Diagnostic Workup for Suspected Systemic Lupus Erythematosus
Begin with antinuclear antibody (ANA) testing by immunofluorescence on HEp-2 cells as the mandatory first-line investigation, as ANA positivity is an absolute requirement for SLE diagnosis under current classification criteria. 1, 2
Initial Serological Testing
Primary Screening
- ANA by indirect immunofluorescence (IIF) on HEp-2 cells is the essential entry criterion—without positive ANA, SLE classification cannot proceed regardless of clinical manifestations 2
- Order ANA testing only when patients present with unexplained involvement of two or more organ systems, as the low disease prevalence in primary care yields poor predictive value otherwise 3
- A titer of 1:40 or greater is considered positive, though higher titers (≥1:160) are more specific for SLE 3
If ANA is Positive: Proceed with Confirmatory Antibody Testing
Anti-dsDNA antibodies using a dual-screening strategy: 1
- First: Solid-phase assay (SPA) such as FEIA, CLIA, or ELISA for sensitivity
- Second: Crithidia luciliae immunofluorescence test (CLIFT) for confirmation—this is considered pathognomonic when positive 1
- Both positive results indicate "SLE very likely"; discordant results require clinical correlation and repeat testing in 3-6 months 1
Anti-ENA (extractable nuclear antigens) panel including: 1
Antiphospholipid antibodies (critical for risk stratification): 1
- Anticardiolipin IgG and IgM
- Anti-β2-glycoprotein I IgG and IgM
- Lupus anticoagulant testing
If ANA is Negative
- Consider alternative diagnoses and symptom remission 1
- If symptoms persist with high clinical suspicion, repeat ANA testing in 3-6 months 1
- Rare ANA-negative SLE exists but requires persistent characteristic multisystem involvement before pursuing this diagnosis 3
Organ-Specific Laboratory Investigations
Hematological Assessment
- Complete blood count with differential to detect: 1, 2
- Leukopenia (particularly lymphopenia)
- Thrombocytopenia
- Hemolytic anemia
- Direct Coombs test if anemia is present 4
Renal Function Testing
- Urinalysis with microscopy for: 1, 2
- Proteinuria (>0.5 g/24 hours or protein/creatinine ratio)

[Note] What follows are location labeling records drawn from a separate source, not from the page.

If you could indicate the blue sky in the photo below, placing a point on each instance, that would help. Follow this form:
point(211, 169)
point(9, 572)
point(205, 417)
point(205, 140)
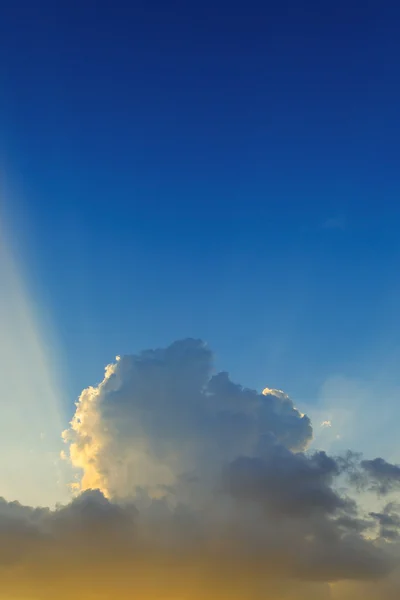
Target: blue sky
point(222, 171)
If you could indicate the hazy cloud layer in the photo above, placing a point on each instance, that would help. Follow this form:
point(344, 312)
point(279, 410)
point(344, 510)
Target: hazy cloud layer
point(204, 488)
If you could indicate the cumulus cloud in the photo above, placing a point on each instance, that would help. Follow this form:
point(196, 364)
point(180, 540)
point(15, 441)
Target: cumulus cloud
point(190, 485)
point(383, 476)
point(164, 413)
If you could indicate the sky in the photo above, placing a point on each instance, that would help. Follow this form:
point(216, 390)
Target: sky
point(224, 172)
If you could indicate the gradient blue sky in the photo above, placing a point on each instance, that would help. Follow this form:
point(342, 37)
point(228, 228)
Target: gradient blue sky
point(228, 171)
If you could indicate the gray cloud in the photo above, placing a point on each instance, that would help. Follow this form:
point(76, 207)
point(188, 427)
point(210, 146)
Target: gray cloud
point(188, 483)
point(383, 476)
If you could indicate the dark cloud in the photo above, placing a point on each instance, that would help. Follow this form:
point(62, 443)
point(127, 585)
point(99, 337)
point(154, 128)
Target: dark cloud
point(389, 521)
point(285, 482)
point(382, 476)
point(203, 485)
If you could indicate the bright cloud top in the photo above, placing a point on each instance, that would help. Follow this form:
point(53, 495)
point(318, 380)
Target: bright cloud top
point(190, 485)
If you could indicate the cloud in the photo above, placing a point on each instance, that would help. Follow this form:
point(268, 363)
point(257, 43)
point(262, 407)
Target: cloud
point(163, 413)
point(383, 476)
point(191, 485)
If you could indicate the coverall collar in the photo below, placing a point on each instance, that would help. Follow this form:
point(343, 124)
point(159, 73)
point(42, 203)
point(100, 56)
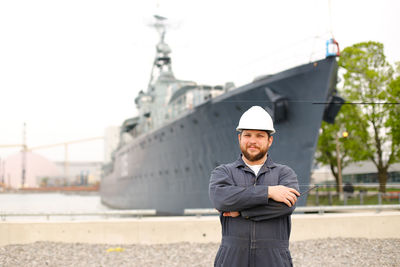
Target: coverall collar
point(267, 164)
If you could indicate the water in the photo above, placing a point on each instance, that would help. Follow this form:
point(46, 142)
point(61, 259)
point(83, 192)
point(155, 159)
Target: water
point(49, 203)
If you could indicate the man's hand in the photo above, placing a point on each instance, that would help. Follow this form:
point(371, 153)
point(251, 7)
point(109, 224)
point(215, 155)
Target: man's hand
point(283, 194)
point(231, 214)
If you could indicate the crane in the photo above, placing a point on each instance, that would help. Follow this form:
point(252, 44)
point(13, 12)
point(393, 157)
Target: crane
point(66, 144)
point(25, 148)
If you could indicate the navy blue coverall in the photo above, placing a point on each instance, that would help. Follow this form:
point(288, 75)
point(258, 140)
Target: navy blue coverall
point(260, 236)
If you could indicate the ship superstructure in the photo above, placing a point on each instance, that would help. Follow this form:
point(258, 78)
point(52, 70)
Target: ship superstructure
point(184, 130)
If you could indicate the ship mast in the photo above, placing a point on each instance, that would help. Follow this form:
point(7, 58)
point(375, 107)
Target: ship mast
point(162, 61)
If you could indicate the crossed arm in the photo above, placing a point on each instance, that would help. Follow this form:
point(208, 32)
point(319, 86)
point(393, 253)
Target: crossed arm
point(259, 202)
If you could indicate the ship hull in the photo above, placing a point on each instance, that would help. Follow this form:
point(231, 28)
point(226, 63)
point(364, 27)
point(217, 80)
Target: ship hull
point(169, 168)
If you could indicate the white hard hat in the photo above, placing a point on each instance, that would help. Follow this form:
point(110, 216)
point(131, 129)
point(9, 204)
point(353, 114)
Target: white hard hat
point(256, 118)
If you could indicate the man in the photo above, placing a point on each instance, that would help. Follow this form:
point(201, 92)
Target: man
point(255, 197)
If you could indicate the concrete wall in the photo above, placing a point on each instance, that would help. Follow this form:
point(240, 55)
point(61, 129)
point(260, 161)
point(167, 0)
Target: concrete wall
point(192, 229)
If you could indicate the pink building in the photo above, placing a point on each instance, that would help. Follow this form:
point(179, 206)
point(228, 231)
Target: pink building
point(37, 168)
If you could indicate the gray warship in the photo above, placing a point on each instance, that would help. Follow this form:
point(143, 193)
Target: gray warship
point(184, 130)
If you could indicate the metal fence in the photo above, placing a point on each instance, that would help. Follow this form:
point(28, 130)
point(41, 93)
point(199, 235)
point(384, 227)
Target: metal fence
point(72, 215)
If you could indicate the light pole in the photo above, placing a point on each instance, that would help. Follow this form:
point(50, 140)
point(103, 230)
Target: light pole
point(340, 180)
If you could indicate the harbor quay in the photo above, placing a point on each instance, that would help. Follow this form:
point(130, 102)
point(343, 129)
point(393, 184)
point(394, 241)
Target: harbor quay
point(342, 239)
point(195, 229)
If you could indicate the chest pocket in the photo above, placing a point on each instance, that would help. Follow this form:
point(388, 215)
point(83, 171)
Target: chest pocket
point(243, 178)
point(270, 177)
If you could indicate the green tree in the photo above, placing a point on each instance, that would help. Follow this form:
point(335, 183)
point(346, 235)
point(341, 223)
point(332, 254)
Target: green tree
point(371, 114)
point(331, 140)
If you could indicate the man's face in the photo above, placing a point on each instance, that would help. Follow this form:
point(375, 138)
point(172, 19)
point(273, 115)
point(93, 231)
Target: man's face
point(254, 144)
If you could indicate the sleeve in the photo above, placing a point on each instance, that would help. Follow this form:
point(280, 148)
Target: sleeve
point(274, 209)
point(225, 195)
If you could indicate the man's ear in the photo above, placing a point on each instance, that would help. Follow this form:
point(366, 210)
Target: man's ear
point(271, 139)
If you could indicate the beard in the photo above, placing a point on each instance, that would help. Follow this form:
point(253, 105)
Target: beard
point(253, 157)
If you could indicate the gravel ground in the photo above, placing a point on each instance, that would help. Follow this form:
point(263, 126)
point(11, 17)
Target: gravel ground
point(322, 252)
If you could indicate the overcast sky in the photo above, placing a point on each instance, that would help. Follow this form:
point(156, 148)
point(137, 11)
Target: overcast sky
point(71, 68)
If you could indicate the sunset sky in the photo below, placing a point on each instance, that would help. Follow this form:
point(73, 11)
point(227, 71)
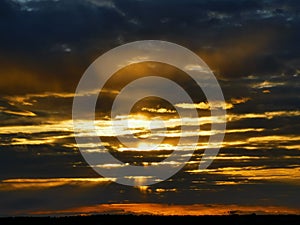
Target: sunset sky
point(252, 47)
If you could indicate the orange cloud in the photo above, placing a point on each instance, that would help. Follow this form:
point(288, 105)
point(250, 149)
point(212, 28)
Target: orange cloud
point(170, 210)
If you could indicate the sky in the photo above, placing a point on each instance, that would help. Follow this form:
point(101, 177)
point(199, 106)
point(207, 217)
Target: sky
point(250, 46)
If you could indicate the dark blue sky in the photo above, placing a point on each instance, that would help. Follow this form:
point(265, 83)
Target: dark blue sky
point(251, 46)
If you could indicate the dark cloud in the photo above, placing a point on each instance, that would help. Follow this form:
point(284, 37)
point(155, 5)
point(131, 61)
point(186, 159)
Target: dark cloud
point(51, 43)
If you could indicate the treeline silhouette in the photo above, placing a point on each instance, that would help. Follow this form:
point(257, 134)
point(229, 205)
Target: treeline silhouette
point(147, 219)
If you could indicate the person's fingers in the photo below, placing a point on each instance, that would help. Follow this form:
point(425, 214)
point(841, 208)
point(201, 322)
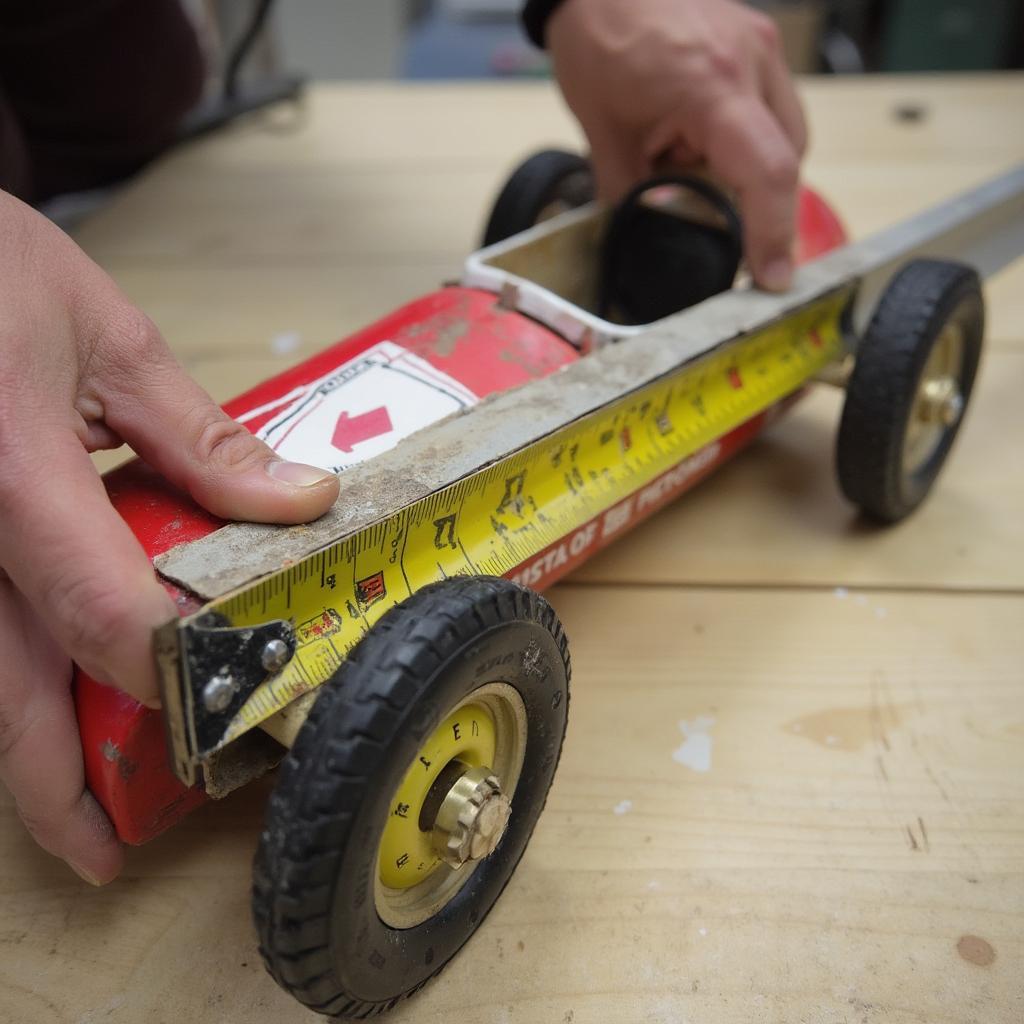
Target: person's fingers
point(748, 148)
point(619, 163)
point(169, 420)
point(40, 751)
point(77, 563)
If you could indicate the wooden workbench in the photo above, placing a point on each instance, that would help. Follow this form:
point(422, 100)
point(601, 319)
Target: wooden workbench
point(794, 783)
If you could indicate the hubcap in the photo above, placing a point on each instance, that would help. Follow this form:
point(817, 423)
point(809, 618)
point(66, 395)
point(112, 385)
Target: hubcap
point(938, 402)
point(453, 806)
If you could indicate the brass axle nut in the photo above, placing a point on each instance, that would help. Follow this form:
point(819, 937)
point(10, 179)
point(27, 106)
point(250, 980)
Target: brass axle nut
point(940, 401)
point(472, 818)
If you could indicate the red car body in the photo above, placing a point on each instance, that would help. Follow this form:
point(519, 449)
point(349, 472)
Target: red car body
point(467, 337)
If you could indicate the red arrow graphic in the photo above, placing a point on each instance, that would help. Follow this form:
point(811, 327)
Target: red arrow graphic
point(354, 430)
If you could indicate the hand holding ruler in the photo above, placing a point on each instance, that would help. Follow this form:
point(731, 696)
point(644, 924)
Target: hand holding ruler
point(526, 480)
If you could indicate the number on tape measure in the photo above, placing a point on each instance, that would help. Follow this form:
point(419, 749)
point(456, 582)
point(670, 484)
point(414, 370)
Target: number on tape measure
point(499, 518)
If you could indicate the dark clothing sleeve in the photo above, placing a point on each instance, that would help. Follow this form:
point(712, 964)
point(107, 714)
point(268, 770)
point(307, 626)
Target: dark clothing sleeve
point(90, 90)
point(535, 18)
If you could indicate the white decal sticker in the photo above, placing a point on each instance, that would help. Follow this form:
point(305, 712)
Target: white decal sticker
point(360, 409)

- Cellular casts (red blood cell or granular casts)
- Active urinary sediment
- Serum creatinine and estimated GFR 2
- 24-hour urine protein or spot urine protein/creatinine ratio 2
Complement Levels
- C3 and C4 complement levels—low levels suggest active disease and are part of newer classification criteria 4
Additional Baseline Testing
- Erythrocyte sedimentation rate (ESR) and C-reactive protein (CRP) 1
- Comprehensive metabolic panel 1
- Lipid profile and fasting glucose for cardiovascular risk assessment 1, 2
Clinical Pitfalls and Caveats
Critical warning: Do not order ANA testing indiscriminately—the test has poor positive predictive value in low-prevalence populations and should be reserved for patients with genuine multisystem involvement 3. Ordering ANA for nonspecific symptoms like isolated fatigue or arthralgias leads to false-positive results and diagnostic confusion.

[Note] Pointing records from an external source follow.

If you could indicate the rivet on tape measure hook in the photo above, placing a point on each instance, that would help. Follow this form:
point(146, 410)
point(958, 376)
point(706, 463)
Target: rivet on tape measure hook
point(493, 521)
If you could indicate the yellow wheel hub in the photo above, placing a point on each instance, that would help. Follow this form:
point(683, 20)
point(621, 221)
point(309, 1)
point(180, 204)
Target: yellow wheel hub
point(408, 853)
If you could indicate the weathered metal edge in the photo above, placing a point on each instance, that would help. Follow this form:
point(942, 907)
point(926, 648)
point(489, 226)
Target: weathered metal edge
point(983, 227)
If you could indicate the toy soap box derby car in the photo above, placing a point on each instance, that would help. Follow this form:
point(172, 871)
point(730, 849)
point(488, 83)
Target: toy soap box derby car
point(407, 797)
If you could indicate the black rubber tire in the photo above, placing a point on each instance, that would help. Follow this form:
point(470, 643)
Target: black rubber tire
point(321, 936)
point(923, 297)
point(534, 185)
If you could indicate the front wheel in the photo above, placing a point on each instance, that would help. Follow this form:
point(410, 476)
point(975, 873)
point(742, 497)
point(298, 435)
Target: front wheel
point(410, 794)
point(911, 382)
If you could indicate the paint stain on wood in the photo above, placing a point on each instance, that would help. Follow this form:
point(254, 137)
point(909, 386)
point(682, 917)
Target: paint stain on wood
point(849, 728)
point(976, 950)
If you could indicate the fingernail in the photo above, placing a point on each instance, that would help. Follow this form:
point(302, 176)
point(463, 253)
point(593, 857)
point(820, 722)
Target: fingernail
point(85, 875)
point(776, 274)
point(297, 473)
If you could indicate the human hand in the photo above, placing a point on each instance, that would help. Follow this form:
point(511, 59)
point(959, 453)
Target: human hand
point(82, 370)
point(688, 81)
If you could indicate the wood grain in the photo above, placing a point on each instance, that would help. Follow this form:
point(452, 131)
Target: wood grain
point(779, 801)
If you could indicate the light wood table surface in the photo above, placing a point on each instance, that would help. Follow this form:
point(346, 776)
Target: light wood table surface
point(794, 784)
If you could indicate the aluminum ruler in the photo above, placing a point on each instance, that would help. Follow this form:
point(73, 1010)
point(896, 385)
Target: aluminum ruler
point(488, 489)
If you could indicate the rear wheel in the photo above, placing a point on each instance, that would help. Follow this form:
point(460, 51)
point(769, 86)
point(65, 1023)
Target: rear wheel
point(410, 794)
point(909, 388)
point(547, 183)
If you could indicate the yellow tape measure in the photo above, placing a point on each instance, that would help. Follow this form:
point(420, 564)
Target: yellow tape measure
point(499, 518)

Methodological considerations: Anti-dsDNA testing shows significant inter-method variability 1. The dual-screening approach (SPA followed by CLIFT confirmation) minimizes false positives while maintaining sensitivity 1. Report results from both methods separately with clinical interpretation 1.

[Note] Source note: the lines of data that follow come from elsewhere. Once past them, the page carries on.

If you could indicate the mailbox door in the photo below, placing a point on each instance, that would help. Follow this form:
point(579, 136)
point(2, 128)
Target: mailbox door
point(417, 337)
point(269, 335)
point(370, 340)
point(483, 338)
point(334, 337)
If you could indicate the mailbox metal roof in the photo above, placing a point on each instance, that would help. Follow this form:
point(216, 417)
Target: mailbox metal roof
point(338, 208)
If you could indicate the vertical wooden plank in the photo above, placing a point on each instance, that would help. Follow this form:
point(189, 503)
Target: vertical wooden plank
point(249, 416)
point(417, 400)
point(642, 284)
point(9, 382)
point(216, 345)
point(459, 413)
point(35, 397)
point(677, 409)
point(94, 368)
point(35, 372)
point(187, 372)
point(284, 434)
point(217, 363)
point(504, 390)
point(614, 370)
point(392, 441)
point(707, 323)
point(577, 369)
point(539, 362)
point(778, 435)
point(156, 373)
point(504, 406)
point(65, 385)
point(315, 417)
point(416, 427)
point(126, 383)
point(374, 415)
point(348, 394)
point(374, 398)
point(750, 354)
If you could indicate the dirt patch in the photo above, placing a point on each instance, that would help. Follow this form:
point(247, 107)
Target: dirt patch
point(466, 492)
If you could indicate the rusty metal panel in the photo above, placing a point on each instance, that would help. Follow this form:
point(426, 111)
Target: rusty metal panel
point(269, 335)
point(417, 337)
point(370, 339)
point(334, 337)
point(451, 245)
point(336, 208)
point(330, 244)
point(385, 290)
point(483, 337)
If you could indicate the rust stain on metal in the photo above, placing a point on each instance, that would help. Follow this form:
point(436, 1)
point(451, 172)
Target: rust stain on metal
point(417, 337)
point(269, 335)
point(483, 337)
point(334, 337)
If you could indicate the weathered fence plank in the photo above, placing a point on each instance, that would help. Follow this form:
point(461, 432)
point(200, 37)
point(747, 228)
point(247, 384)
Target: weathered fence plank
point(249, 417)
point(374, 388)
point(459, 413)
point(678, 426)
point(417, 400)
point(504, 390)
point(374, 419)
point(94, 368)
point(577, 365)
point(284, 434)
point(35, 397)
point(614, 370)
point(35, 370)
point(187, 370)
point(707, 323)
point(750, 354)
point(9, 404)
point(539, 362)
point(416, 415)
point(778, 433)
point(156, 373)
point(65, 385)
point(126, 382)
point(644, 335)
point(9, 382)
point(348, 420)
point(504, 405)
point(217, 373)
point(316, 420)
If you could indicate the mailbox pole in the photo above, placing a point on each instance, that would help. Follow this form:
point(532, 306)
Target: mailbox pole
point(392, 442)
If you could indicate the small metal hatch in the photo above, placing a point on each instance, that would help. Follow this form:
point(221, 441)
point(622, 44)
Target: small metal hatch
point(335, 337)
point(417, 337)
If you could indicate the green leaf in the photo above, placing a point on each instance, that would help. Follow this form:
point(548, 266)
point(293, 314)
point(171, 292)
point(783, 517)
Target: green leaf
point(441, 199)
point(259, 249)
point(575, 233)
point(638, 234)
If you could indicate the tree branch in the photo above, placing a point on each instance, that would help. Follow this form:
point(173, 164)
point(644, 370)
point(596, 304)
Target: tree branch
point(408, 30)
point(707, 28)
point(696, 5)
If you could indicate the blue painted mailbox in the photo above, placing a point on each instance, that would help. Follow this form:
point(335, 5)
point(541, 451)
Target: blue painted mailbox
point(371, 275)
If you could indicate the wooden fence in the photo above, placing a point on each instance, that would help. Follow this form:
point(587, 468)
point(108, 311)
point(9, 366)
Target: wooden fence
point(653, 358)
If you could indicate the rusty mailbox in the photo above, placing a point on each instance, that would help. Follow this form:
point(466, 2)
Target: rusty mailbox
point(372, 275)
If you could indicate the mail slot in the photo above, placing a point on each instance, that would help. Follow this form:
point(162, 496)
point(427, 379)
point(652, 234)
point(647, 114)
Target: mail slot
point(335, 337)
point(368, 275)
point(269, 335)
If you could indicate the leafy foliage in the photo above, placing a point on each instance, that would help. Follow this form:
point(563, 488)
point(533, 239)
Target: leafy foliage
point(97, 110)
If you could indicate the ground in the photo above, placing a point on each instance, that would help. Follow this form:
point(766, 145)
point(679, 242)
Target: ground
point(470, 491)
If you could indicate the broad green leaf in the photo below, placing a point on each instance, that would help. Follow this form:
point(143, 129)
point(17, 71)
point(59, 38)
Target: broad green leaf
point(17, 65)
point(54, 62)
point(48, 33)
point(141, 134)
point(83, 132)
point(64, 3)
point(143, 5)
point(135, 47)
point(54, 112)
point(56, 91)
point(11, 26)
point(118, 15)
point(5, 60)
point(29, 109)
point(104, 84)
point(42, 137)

Timing matters: If initial testing is negative but clinical suspicion remains high, repeat serological testing in 3-6 months, as autoantibodies may appear before full clinical manifestations develop 1.
Remember: Classification criteria are not formal diagnostic criteria, though widely used in practice 2, 5. Clinical judgment remains paramount, particularly in early disease when insufficient features may be present to meet classification thresholds 5.